As I say, as I worked out at the visitor's center next to the Energy Northwest power reactor. It's a 1200 megawatt power reactor. I had people come out there to visit me that were very suspicious and suspect of radiation. And of course, that was one of the purposes of the visitor's center, is to try to explain what radiation is all about—that it’s dangerous but we know what it is, we know how much we can tolerate. We can monitor it.

And I had people that would come in there that I hope I convinced them that I had lived here since '44, and I was still alive and still going strong. What was the matter? What were they afraid of radiation about? The total claim was that they didn't know anything about it. That was the thing. And I tried to explain it. It's like fire—it can kill you or you can use it. Water—it can kill you or you can use it. Radiation—well, you got to be more careful because you can't see it. Got to measure it. So I always ask them, did they ever get sunburned? “Oh, yes.” Well, where'd you think that sunburn came from? From radiation? “Oh, yes.” So that gave them a little feel for [chuckle] radiation.

But the terms that we use out here are very complicated, I think. I have trouble with physics people who say that the fuel has burned out. And I've had people come in wanting to know whether it was like a lump of coal that had burned out. And I'd have to explain, “No.” And in fact we have an exhibit down at CREHST [Columbia River Exhibition of History, Science, and Technology] that has an N Reactor fuel element. And I let everybody pick it up and I say, "This is the way it looks when it went in; this is the way it is now, when it came out. It does not burn out. It burns out from a physics standpoint in that it does not produce any more heat or does not produce the right quality of plutonium." So the physics people—I try to convince them not to use the term “burn out” because people, when you say burn, they relate it to trash.

Anything you want to say about your experience in the Manhattan Project?

Turner: Well, if I've said it once, I've said it a thousand times—I’m so impressed with the whole Manhattan Project. In January I was lucky enough to be allowed to go into B Reactor, and I keep thinking, here these guys were using slide rules, Marchant calculators. And DuPont, the genius in making it—having a safety factor large enough to make it work. Fantastic. I'm impressed every time I look at that face of the B Reactor.

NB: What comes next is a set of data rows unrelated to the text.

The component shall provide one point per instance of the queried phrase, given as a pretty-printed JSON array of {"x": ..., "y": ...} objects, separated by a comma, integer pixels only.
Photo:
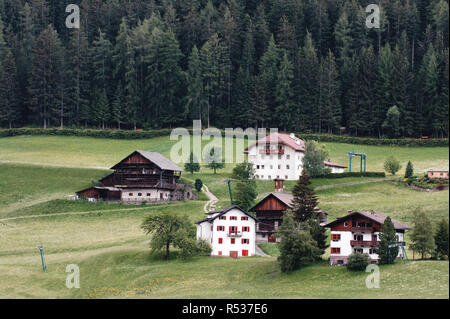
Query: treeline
[{"x": 309, "y": 66}]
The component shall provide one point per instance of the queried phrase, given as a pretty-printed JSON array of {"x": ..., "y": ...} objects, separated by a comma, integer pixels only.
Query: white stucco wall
[
  {"x": 147, "y": 195},
  {"x": 276, "y": 166},
  {"x": 204, "y": 231}
]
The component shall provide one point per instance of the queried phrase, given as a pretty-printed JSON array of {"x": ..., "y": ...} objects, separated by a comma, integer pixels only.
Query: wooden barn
[
  {"x": 140, "y": 177},
  {"x": 269, "y": 213}
]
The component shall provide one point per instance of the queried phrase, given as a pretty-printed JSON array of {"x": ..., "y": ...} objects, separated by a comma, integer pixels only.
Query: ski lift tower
[{"x": 363, "y": 158}]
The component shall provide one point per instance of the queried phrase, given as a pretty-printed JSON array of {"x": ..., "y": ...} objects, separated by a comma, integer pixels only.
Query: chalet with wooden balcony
[
  {"x": 140, "y": 177},
  {"x": 269, "y": 213},
  {"x": 359, "y": 232}
]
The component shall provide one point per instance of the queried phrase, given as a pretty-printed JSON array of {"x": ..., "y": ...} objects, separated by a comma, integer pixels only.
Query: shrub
[
  {"x": 354, "y": 174},
  {"x": 358, "y": 261}
]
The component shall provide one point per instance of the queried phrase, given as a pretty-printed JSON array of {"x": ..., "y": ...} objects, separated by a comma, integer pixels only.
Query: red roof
[{"x": 289, "y": 140}]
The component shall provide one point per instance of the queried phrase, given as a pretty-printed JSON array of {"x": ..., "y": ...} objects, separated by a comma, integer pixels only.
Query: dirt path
[{"x": 210, "y": 205}]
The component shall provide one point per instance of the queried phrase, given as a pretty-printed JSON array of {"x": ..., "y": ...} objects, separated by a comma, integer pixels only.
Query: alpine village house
[
  {"x": 359, "y": 232},
  {"x": 140, "y": 177},
  {"x": 280, "y": 156},
  {"x": 230, "y": 231}
]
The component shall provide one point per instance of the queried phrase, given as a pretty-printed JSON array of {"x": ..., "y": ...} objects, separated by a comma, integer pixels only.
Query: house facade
[
  {"x": 359, "y": 232},
  {"x": 269, "y": 213},
  {"x": 280, "y": 156},
  {"x": 140, "y": 177},
  {"x": 230, "y": 231}
]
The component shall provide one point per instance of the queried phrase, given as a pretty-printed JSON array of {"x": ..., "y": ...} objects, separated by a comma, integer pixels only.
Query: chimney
[{"x": 279, "y": 185}]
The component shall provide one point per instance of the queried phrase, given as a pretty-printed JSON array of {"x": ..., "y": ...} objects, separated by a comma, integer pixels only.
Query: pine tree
[
  {"x": 165, "y": 80},
  {"x": 118, "y": 107},
  {"x": 304, "y": 203},
  {"x": 284, "y": 94},
  {"x": 387, "y": 235},
  {"x": 46, "y": 76},
  {"x": 193, "y": 165},
  {"x": 309, "y": 86},
  {"x": 422, "y": 238},
  {"x": 9, "y": 99},
  {"x": 195, "y": 100},
  {"x": 441, "y": 239},
  {"x": 330, "y": 107},
  {"x": 384, "y": 87},
  {"x": 409, "y": 171}
]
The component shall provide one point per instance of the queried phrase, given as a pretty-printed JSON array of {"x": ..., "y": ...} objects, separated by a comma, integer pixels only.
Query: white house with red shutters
[
  {"x": 280, "y": 156},
  {"x": 360, "y": 232},
  {"x": 230, "y": 231}
]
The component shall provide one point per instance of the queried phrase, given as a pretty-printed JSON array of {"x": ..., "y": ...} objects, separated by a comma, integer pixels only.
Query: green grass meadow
[{"x": 37, "y": 174}]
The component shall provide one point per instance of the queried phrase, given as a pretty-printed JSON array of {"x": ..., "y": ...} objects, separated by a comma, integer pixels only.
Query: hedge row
[
  {"x": 354, "y": 174},
  {"x": 113, "y": 134},
  {"x": 432, "y": 142},
  {"x": 132, "y": 135}
]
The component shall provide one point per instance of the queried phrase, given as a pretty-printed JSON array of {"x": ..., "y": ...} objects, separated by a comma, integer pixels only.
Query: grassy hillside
[{"x": 112, "y": 251}]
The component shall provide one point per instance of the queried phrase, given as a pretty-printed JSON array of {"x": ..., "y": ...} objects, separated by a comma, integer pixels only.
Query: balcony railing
[
  {"x": 266, "y": 151},
  {"x": 361, "y": 229},
  {"x": 235, "y": 234},
  {"x": 364, "y": 243}
]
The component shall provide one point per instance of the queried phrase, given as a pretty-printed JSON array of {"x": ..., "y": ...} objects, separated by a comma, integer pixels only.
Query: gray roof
[
  {"x": 374, "y": 216},
  {"x": 158, "y": 159},
  {"x": 222, "y": 212},
  {"x": 161, "y": 161}
]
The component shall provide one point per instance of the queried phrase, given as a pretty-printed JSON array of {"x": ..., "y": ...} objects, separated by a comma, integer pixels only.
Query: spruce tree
[
  {"x": 9, "y": 99},
  {"x": 387, "y": 235},
  {"x": 304, "y": 204},
  {"x": 441, "y": 239},
  {"x": 409, "y": 172},
  {"x": 193, "y": 165}
]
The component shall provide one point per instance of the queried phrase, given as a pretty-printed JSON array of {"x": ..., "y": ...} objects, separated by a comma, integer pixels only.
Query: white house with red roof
[
  {"x": 230, "y": 231},
  {"x": 359, "y": 232},
  {"x": 280, "y": 156}
]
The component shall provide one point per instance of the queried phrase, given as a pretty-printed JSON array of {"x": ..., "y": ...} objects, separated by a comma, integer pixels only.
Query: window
[
  {"x": 335, "y": 250},
  {"x": 335, "y": 237},
  {"x": 233, "y": 229}
]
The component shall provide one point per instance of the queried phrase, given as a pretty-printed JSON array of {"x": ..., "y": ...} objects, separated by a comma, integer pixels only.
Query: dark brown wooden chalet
[
  {"x": 269, "y": 213},
  {"x": 141, "y": 176}
]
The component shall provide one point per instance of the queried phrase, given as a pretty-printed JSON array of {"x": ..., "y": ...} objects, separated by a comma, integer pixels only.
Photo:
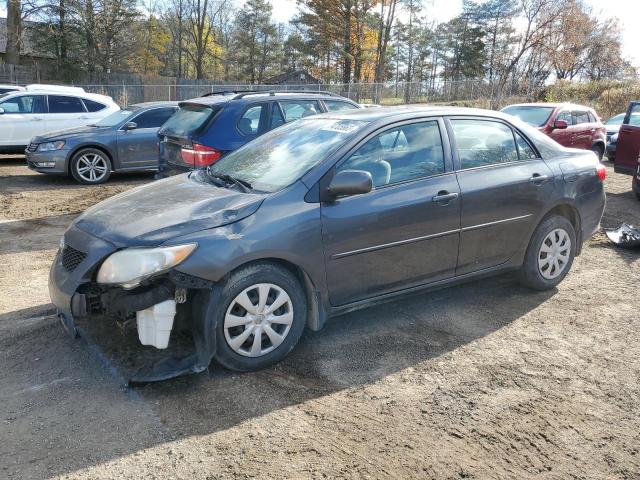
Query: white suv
[{"x": 41, "y": 109}]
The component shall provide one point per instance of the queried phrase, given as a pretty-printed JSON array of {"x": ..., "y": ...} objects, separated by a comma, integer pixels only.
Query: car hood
[
  {"x": 69, "y": 133},
  {"x": 157, "y": 212}
]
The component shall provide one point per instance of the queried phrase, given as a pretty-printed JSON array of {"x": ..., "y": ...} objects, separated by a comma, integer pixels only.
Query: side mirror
[
  {"x": 350, "y": 182},
  {"x": 560, "y": 124}
]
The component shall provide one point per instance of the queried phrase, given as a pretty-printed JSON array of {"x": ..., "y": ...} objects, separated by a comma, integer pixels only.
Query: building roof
[{"x": 302, "y": 76}]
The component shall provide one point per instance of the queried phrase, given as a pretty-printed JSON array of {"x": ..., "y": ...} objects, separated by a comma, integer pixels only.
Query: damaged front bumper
[{"x": 154, "y": 306}]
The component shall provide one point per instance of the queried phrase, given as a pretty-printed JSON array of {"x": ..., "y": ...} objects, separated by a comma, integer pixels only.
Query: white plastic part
[{"x": 155, "y": 324}]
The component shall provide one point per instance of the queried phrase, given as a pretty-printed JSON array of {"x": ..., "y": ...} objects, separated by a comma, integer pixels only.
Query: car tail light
[{"x": 200, "y": 155}]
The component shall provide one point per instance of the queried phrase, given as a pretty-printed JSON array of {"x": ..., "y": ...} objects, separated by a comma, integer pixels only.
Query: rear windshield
[
  {"x": 115, "y": 118},
  {"x": 617, "y": 120},
  {"x": 188, "y": 119},
  {"x": 536, "y": 116},
  {"x": 280, "y": 157}
]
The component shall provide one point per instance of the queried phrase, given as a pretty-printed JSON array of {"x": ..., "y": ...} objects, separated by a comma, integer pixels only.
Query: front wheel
[
  {"x": 91, "y": 166},
  {"x": 550, "y": 253},
  {"x": 262, "y": 314}
]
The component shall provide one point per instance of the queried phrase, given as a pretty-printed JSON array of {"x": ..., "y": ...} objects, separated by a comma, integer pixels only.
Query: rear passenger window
[
  {"x": 296, "y": 109},
  {"x": 401, "y": 154},
  {"x": 276, "y": 117},
  {"x": 482, "y": 142},
  {"x": 580, "y": 117},
  {"x": 336, "y": 105},
  {"x": 566, "y": 116},
  {"x": 62, "y": 104},
  {"x": 153, "y": 118},
  {"x": 249, "y": 123},
  {"x": 24, "y": 104},
  {"x": 93, "y": 106},
  {"x": 525, "y": 152}
]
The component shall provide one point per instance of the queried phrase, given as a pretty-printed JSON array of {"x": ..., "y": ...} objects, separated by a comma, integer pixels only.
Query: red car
[
  {"x": 574, "y": 126},
  {"x": 628, "y": 146}
]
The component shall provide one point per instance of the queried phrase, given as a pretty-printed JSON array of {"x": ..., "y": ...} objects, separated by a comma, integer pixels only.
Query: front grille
[{"x": 71, "y": 258}]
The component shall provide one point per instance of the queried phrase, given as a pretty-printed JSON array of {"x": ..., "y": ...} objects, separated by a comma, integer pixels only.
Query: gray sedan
[
  {"x": 124, "y": 141},
  {"x": 320, "y": 217}
]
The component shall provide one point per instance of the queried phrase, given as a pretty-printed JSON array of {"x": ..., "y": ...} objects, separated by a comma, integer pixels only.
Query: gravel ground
[{"x": 484, "y": 380}]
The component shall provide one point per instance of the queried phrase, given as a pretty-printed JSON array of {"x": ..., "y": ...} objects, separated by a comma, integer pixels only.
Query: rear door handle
[
  {"x": 444, "y": 197},
  {"x": 538, "y": 179}
]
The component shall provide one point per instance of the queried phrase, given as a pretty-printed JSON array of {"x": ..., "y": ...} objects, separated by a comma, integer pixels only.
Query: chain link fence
[
  {"x": 389, "y": 93},
  {"x": 127, "y": 89}
]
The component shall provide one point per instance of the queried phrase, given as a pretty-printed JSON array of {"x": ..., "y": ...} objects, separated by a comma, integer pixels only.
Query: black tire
[
  {"x": 531, "y": 274},
  {"x": 79, "y": 161},
  {"x": 598, "y": 150},
  {"x": 259, "y": 273}
]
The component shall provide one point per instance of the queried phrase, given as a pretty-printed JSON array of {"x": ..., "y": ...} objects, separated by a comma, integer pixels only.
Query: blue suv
[{"x": 205, "y": 129}]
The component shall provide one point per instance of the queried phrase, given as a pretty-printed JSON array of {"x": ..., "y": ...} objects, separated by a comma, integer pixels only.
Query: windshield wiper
[{"x": 241, "y": 184}]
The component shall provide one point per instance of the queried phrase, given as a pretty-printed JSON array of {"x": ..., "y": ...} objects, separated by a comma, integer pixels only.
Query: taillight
[{"x": 200, "y": 155}]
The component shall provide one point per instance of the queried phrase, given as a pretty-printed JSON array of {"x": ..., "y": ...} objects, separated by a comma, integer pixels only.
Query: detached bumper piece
[
  {"x": 159, "y": 311},
  {"x": 626, "y": 236}
]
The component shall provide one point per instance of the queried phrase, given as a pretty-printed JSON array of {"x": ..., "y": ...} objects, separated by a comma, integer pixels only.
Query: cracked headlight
[
  {"x": 130, "y": 266},
  {"x": 50, "y": 146}
]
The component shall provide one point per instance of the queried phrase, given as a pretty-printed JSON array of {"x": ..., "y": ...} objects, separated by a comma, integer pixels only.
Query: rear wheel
[
  {"x": 550, "y": 253},
  {"x": 262, "y": 315},
  {"x": 91, "y": 166},
  {"x": 598, "y": 150}
]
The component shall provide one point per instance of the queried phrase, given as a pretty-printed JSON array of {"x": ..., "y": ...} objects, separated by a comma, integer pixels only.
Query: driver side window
[
  {"x": 401, "y": 154},
  {"x": 566, "y": 116}
]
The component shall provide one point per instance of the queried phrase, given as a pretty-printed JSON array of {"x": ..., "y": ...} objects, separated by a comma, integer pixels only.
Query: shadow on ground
[{"x": 353, "y": 350}]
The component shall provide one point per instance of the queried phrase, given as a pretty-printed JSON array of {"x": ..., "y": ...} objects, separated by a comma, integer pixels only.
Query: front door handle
[
  {"x": 538, "y": 179},
  {"x": 444, "y": 197}
]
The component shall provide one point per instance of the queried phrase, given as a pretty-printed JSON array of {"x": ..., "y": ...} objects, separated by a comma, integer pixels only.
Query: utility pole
[
  {"x": 14, "y": 31},
  {"x": 179, "y": 38}
]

It was fifty years ago that I walked through there, and it is fascinating to think that our minds, minds of somebody could put that altogether, and that we had construction people around here that could put it together.

I remember going over to the graphite shop, which was near White Bluffs—that's when I was in my Blue Goose days—and they were machining graphite over there. And they were told that we could only use certain kinds of mouthwash. “Oh my gosh, what's the matter?” Well, certain mouthwash has poisons as far as the neutron is concerned. So they were given instructions there to use only certain kinds of mouthwash, so they wouldn't spit on the floor or on the graphite.

I think that particular machine operation is long gone, but I like to kid people. I'm in a little skit down at CREHST. I say, “What are you guys doing? Making pencils out there with all that graphite going in there?"

And of course another guy playing the scientist says, "I can't tell you that. I can't answer that question."

Then you ask him a question: "Well, gee whiz, I have a little kid that told me that all you make is toilet paper out there. Is that true?"

"Well, how'd you find that out?"

"Well, my dad, all he brings home from work is toilet paper in his lunchbox." Stories.